With the new system, that monetary value stays the same. However, instead of snipping little rectangles of cardboard, you have to download the Box Tops app and scan your receipt.
"By opting into the mobile app and scanning a store receipt, all participating Box Tops products and bonus offers are automatically identified and instantly added to a school’s earnings online," Jamie Bastian, Box Tops for Education spokesperson, told ABC10 in an email conversation.
It sounds incredibly simple. It also represents a shift to a more modern collection system and a new wave of millennial parents.
On their website, Box Tops For Education writes "Smart phone usage has reached a tipping point and people want to have 'instant gratification,' seeing how their contributions are impacting their school. With this new technology we can connect an entire school community together seamlessly to earn for their school."
However, the new system could have some downsides. Scanning your receipt gives General Mills, which owns Box Tops for Education, access to your information. Based on its privacy policy, this constitutes as "directly provided information" and it falls under information that you have willingly provided to the company.
Because users are scanning receipts, General Mills can not only see what participating Box Top products you're buying, it can also see what competing brands you're buying. In essence, they're building a data bank of your family's shopping habits. And with that, the company can use targeted marketing to get you to switch products.
According to Bastian, users would have to manually hide information that they don't want to share.
"Shoppers are welcome to block out other items on their receipt, so long as eligible Box Tops for Education product information, and information used to ensure a receipt is not a duplicate (retailer name, transaction total, transaction date and a time stamp) are included," Bastian said.
App users provide a lot of information to Box Tops for Education. Through sources such as public databases, other brands and groups within General Mills, data aggregators, and "other commercially available sources" General Mills potentially has access to all sorts of information like email addresses, social media networking IDs, and phone numbers. It can glean demographics, ages, and spending habits. The company can even access geolocation data.
Many other complaints on social media about the new system are directed towards bugs on the app and the short time frame in which people must submit their receipts.

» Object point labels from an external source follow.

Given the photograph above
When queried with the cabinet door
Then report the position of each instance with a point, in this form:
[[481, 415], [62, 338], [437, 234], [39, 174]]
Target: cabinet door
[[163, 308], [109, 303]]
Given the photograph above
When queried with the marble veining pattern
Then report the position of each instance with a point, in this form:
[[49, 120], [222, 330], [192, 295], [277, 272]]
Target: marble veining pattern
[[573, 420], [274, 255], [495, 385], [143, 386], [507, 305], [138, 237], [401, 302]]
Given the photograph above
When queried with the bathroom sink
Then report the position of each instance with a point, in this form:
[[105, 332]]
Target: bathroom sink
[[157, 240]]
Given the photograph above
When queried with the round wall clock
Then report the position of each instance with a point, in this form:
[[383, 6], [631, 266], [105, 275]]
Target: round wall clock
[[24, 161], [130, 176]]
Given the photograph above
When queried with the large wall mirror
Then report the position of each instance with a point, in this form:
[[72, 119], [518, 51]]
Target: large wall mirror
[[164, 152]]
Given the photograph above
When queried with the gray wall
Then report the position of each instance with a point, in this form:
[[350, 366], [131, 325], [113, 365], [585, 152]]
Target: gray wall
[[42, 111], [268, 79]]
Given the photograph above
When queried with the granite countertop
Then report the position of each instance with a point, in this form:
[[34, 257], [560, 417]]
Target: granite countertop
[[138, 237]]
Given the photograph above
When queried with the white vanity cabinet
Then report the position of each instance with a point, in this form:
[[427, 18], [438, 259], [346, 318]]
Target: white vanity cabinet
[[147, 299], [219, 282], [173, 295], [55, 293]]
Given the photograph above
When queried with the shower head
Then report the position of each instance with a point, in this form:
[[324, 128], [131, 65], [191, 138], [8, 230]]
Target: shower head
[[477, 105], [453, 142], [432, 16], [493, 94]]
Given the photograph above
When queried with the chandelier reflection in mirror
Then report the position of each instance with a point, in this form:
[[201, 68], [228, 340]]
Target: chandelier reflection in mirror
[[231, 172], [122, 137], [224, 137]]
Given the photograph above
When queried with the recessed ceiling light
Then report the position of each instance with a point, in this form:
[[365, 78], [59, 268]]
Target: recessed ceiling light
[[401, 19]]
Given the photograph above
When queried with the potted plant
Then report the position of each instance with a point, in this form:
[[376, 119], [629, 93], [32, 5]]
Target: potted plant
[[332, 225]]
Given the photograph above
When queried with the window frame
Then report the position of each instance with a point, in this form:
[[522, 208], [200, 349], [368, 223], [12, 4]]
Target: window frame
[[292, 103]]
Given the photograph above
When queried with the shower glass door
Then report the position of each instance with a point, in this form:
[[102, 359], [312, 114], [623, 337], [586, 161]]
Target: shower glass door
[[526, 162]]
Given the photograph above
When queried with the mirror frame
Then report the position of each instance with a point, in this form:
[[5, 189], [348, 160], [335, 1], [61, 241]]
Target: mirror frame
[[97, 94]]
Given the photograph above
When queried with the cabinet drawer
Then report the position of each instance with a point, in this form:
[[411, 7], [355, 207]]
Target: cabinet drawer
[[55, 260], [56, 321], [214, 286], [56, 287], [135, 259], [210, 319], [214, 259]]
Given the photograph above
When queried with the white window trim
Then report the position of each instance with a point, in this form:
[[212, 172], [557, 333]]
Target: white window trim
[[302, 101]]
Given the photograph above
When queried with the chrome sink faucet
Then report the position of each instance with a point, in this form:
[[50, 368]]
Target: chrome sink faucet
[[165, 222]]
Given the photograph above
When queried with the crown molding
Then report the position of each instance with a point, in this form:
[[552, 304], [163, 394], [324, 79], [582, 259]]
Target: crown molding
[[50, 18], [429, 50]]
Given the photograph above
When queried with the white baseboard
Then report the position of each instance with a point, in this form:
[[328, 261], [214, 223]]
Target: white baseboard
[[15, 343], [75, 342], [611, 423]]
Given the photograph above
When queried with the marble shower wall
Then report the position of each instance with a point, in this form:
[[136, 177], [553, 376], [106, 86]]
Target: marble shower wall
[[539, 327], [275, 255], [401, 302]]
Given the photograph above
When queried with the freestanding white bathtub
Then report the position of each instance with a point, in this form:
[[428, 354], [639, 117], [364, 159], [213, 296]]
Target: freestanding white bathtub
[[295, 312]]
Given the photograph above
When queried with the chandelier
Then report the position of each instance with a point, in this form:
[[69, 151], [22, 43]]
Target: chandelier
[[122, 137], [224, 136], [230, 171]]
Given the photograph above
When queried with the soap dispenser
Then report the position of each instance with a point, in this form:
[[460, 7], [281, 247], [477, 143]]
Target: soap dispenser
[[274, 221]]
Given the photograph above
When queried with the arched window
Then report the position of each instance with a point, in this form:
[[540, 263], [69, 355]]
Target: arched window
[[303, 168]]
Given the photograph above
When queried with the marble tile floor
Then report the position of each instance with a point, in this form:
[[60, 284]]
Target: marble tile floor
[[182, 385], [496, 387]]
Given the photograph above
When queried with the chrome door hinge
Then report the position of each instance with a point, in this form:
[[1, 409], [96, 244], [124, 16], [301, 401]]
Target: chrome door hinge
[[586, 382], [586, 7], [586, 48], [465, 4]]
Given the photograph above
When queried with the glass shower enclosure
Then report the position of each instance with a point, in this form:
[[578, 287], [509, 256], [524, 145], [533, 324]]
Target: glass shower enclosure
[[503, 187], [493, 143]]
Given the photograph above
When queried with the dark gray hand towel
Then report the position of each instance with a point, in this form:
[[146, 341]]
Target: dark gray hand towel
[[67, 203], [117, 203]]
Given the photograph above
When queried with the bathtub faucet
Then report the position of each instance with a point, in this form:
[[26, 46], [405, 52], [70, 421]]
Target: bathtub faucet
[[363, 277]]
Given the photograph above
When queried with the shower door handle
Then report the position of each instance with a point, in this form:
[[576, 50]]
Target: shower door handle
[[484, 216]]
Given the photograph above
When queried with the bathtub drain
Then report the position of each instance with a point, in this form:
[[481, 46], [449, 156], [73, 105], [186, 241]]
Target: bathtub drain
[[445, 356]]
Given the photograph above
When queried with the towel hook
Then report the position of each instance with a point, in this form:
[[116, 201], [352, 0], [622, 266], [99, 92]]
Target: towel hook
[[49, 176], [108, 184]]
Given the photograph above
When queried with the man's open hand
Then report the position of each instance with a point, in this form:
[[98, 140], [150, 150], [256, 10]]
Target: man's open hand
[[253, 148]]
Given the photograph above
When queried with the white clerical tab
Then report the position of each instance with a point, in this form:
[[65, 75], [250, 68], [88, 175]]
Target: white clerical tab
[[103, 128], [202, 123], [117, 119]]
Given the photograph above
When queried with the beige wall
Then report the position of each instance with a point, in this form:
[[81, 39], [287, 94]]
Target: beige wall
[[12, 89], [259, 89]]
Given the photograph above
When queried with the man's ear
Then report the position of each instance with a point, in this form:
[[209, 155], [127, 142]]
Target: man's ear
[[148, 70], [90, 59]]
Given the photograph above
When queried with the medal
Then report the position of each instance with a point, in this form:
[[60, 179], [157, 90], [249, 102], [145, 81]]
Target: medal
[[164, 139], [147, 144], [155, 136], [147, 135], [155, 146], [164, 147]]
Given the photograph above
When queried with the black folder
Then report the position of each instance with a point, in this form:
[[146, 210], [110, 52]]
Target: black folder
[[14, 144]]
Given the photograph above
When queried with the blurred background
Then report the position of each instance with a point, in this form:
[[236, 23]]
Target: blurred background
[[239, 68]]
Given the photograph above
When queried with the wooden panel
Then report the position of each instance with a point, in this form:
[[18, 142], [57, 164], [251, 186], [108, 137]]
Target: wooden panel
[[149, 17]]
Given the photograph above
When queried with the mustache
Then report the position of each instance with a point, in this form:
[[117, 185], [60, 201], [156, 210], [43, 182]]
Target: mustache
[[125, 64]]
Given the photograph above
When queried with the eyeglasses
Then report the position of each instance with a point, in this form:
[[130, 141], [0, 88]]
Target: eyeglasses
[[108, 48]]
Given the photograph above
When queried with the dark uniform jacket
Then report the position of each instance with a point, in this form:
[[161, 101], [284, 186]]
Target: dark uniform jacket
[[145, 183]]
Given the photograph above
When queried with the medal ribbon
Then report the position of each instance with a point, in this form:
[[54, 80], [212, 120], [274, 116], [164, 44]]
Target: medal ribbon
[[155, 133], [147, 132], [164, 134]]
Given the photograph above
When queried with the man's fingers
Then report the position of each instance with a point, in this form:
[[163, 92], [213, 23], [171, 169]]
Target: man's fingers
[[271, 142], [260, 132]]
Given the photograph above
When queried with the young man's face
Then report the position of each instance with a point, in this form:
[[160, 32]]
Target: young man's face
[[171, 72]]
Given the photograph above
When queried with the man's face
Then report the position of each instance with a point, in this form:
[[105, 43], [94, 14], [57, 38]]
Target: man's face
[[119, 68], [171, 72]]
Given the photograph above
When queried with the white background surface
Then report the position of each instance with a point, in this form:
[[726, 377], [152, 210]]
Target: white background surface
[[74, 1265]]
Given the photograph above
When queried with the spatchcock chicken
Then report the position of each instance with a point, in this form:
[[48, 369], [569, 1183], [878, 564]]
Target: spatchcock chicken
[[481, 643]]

The new expiration date to scan a receipt is 14 days. This is substantially shorter than the expiration dates for the physical Box Tops, which were months or even a year long. According to Bastian, this is in line with industry standards for receipt scanning programs, but it doesn't make the time crunch any less frustrating. Some users have even been having trouble getting the system to recognize their purchases in the first place.
On Facebook, some older consumers are posting that they are experiencing difficulty navigating the app.
There are also a few comments calling the system "invasive" and "a privacy intrusion."
It is clear that there's quite a bit of frustration. In comments like the ones above, long-time Box Top collectors are calling it quits on the new system. Others, determined to send in every extra bit of funding for their school, are waiting on bug fixes and responses from the Box Tops for Education team.
If the company fails to fix problems with the app, public schools could be in for a rough year in terms of funding. In the end, this is who is hurt the most when collecting Box Tops is more trouble than it is worth: the public schools that lose out on critical funding.